Andrew England in London

Iranians took to the streets overnight, defying a government crackdown on nationwide protests as state media reported the deaths of several security force members.

Videos posted on social media purported to show crowds gathering in Tehran on Friday night chanting anti-regime slogans, despite warnings from authorities that protesters would not be afforded any “legal leniency”.

It was not possible to verify the videos as an internet blackout that has cut off the Islamic republic from the outside world stretched into a third day.

The demonstrations, which present the biggest domestic threat to the regime in several years, erupted as Iran grapples with external and domestic pressures including a depreciating currency, while the state has fewer resources to assuage the population’s anger.

Iranian state television reported on Saturday that three police officers were killed during the night in attacks on security forces in Shiraz and surrounding areas, quoting Tasnim, a state-affiliated news agency close to the Revolutionary Guards.

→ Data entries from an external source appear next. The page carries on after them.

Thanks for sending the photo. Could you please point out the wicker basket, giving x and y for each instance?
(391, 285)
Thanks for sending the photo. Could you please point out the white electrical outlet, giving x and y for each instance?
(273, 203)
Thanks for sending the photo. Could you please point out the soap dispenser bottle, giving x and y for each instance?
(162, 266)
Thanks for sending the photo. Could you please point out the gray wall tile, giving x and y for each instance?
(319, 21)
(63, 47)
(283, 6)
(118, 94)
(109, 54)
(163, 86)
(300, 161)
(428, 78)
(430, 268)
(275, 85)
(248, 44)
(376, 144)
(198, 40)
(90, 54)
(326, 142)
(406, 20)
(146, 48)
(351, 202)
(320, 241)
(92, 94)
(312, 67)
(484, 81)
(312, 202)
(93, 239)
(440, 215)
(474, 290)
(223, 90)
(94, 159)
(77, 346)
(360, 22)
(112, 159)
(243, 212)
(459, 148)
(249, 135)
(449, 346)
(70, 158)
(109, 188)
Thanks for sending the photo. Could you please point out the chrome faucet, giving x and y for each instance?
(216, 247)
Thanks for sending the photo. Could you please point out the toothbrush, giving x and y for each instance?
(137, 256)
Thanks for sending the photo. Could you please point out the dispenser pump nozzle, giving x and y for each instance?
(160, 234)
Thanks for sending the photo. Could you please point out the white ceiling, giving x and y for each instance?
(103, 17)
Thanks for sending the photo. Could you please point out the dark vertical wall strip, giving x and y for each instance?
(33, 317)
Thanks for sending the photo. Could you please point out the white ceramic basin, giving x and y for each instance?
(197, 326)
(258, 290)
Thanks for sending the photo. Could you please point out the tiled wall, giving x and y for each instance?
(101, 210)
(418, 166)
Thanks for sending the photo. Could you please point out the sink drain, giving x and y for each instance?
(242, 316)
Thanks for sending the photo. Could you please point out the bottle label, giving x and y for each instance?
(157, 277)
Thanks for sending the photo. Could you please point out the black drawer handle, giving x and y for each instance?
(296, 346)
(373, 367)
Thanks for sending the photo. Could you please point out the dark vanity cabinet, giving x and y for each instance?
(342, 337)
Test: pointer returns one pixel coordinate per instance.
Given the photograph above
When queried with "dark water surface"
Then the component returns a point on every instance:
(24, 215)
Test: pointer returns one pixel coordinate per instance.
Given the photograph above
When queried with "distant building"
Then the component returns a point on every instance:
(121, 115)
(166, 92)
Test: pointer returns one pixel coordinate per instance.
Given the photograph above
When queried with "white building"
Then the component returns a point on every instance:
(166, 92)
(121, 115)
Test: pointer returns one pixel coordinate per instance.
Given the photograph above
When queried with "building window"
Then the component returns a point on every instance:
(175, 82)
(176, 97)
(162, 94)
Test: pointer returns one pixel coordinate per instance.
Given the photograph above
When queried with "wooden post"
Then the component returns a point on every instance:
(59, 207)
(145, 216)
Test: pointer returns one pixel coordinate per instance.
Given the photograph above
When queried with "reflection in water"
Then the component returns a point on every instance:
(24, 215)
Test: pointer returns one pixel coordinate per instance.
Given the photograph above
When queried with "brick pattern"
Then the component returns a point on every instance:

State media accused “armed groups” of attacking “public and private property in several provinces, causing extensive damage”, including mosques.

State TV said several security officials were also killed in Tehran on Thursday, when the protests first escalated, and that two police officers died in the religious city of Qom. Another two members of the security forces lost their lives in the city of Shushtar.

A local prosecutor and four members of the security forces were killed “during riots” in the northeastern town of Esfarayen on Thursday, it added. Several members of the Basij, a volunteer force affiliated to the Revolutionary Guards, were also killed, the Press TV report on Saturday said.